[gradsusr] Performance Tips

Jennifer M Adams jadams21 at gmu.edu
Mon Feb 15 14:53:21 EST 2016


On Feb 15, 2016, at 2:13 PM, Christopher Gilroy <chris.gilroy at gmail.com<mailto:chris.gilroy at gmail.com>> wrote:

Jennifer,

I'm trying to speed-up processing (each hour is a seperate script call, using args) and I'm wondering if there's anything out of the ordinary with the way we're doing our snowfall 10:1:

define snowtot = const((sum(maskout(weasdsfc.1-weasdsfc.1(t-1),weasdsfc.1-weasdsfc.1(t-1)),t=2,t+0)*0.0393701)*10, 0, -u)

d snowtot

You could do this all at once, like this:

‘set t 2 ‘tlast
‘define snowtot = tloop(const((sum(maskout(weasdsfc.1-weasdsfc.1(t-1),weasdsfc.1-weasdsfc.1(t-1)),t=2,t+0)*0.0393701)*10, 0, -u))’
t=2
while (t<=tlast)
  ‘set t ‘t
  ‘d snowtot'
  t=t+1
endwhile

Without using tloop(), you can still take advantage of the cacheing. You set t fixed, then whenyou define an expression that has more than one grid in it, e.g. weasdsfc-weasdsfc(t-1), then both grids at t=2 and t=1 get cached. On your next time step, you set t=3 and display your expression again, but the grid for t=2 is already cached, so it only needs to read the one grid for t=3.

Either way, you only end up reading each grid once.

However, if you quit grads in between each time step, you don’t take advantage of the cacheing and the whole operation takes longer because at each time step you are re-reading each grid.
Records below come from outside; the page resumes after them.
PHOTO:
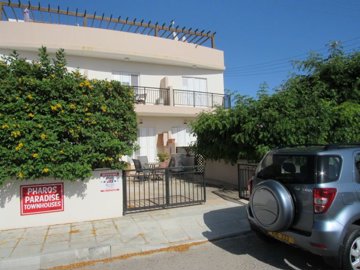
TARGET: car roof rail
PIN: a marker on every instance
(341, 145)
(300, 145)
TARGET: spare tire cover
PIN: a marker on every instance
(272, 206)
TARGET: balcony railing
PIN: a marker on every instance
(26, 12)
(200, 99)
(151, 95)
(186, 98)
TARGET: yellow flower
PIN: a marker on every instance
(56, 107)
(15, 133)
(86, 84)
(19, 146)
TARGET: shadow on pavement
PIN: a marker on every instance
(245, 242)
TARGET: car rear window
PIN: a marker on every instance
(306, 169)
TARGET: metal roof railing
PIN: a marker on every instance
(11, 11)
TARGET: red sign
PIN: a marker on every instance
(42, 198)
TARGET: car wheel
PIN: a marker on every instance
(351, 251)
(272, 206)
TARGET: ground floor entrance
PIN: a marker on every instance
(162, 188)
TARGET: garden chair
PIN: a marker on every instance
(140, 173)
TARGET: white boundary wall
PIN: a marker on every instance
(90, 199)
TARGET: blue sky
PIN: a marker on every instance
(260, 38)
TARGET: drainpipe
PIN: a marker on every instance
(171, 95)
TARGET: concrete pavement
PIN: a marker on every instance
(223, 215)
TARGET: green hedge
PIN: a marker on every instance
(58, 123)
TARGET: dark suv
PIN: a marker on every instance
(309, 196)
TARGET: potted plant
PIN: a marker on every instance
(163, 159)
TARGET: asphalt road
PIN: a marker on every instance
(245, 252)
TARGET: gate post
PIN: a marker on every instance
(124, 192)
(167, 187)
If you are doing this calculation while the files are downloading, and you don’t have the data for t=3 at the time you are drawing the grid for t=2, then what you have is probably the best you can do.

Using fwrite to write out grids at each time step and re-reading them in again adds overhead and complexity, and if it doesn’t improve your overall performance, it’s probably not worth the bother. Try to take advantage of cacheing as much as you can.
—Jennifer



The main question is one of... I assume it should take longer the further out the data goes and is there anyway to reduce that time? The actual calculation was presumably causing the processing time being longer and longer since it was doing a maskout, sum and const... less data in the beginning, more and more data the further out it goes that it needs to calculate, makes sense. I thought I could run an fwrite script that exports the "pre-calculated" variable snowtot, and then when plotting the already calculated snowtot I could essentially simply do something like:

d snowtot(t=2)+snowtot(t=3)+snowtot(t=4)

etc but it seems like the processing time seemed to be the exact same instead of (expectedly) simple addition being extremely quick?
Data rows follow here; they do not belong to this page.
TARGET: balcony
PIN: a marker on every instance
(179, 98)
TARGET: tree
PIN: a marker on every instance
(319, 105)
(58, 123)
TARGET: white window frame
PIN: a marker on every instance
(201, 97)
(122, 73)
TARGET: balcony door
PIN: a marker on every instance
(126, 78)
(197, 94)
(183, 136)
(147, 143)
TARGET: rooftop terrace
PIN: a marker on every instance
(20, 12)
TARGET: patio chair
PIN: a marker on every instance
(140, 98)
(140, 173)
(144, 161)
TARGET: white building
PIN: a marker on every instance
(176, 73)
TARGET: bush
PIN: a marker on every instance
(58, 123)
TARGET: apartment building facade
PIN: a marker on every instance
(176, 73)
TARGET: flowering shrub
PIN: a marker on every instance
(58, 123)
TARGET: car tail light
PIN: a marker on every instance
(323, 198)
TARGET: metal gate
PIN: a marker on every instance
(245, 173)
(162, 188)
Basically, we do an approach like so, and I'd have no problem changing it to something like: define snowtot2, define snowtot3, etc but:

//download t 2 data
set t 2
define snowtot = const((sum(maskout(weasdsfc.1-weasdsfc.1(t-1),weasdsfc.1-weasdsfc.1(t-1)),t=2,t+0)*0.0393701)*10, 0, -u)
d snowtot *draws timestep 2 snow
quit

//download t 3 data
set t 3
define snowtot = const((sum(maskout(weasdsfc.1-weasdsfc.1(t-1),weasdsfc.1-weasdsfc.1(t-1)),t=2,t+0)*0.0393701)*10, 0, -u)
d snowtot *draws timestep 2 and 3 snowtot
quit

//download t 4 data
set t 4
define snowtot = const((sum(maskout(weasdsfc.1-weasdsfc.1(t-1),weasdsfc.1-weasdsfc.1(t-1)),t=2,t+0)*0.0393701)*10, 0, -u)
d snowtot *draws timestep 2, 3 and 4 snowtot
quit


So the thought process was since we were already calculating t 2 snowtot we could use the previously calculated t 2 for the subsequent run. Then on t 4 we've already calculated t 2 and t 3, so we could just use those. I thought fwrite'ing each hours "already calculated" data would have drastically sped that up for each future hour, but it seemed to take the same amount of time as doing it this way?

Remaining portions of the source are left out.